Why did you decide to pursue a graduate degree?

Seven years of rich and varied non-academic experience, self-lead research-based artistic practice, and the two years of the MFA in Interdisciplinary Studies at the School for the Contemporary Arts (SFU) made clear to me that if I want to be able to make meaningful interventions to the field of contemporary art and combine my work as visual artist with generous and critical teaching —today’s classrooms require knowledge to be situated, interrogated, and updated through thought that acknowledges positionality, and happens in-between disciplines—then I need to strengthen my thought into something that can stand the dialogue with my visual production, while expanding the structure for the understanding of my (emergent and future) praxis. A graduate degree allows for the required time, space, and resources.
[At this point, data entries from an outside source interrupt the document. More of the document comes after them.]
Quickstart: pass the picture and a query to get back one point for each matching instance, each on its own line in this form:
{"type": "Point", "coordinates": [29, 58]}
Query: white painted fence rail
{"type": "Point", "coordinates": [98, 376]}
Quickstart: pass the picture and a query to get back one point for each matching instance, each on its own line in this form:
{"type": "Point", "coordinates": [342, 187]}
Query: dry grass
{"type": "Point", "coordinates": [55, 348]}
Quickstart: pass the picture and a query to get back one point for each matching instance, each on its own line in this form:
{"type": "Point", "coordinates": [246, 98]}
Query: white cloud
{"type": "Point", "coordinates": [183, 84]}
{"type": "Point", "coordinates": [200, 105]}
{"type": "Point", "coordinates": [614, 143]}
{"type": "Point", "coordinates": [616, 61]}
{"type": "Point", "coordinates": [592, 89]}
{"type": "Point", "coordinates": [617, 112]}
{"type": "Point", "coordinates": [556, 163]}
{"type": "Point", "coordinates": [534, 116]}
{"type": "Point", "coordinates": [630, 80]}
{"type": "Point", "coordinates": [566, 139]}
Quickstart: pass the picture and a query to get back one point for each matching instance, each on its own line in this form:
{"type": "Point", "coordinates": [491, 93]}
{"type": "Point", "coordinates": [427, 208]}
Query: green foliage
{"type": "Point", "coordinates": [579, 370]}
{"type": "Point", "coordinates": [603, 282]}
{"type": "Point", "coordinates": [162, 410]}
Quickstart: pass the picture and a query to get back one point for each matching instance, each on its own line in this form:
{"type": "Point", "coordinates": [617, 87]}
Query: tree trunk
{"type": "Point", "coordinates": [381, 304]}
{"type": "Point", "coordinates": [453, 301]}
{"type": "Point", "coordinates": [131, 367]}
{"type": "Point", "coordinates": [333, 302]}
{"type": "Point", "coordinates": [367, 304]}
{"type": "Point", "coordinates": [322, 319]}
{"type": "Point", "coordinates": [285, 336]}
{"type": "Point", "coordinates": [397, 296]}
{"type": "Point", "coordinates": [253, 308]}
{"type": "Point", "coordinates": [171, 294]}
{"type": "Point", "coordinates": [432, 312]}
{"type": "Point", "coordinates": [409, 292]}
Why did you decide to study at UBC?

UBC and my program are the specific environment that will guarantee that rigorous critique and subversive creativity, research and artistic practice can be pursued simultaneously without having to organize any of the parts into a hierarchy; in-depth research, extensive writing, and above all the development of artworks across media (performative installations, re-enactments, videos, audios, and drawings). My research is a search for ethical and political kinds of connectivities and needs to be done within an institution that appreciates non-conformity and risk.

What is it specifically, that your program offers, that attracted you?

The decision to pursue the PhD in Gender, Race, Sexuality and Social Justice at the Social Justice Institute (UBC) is directly related to its socially and politically committed faculty, the interdisciplinary nature of the program, and the existence of the Critical + Creative Social Justice Studies research stream.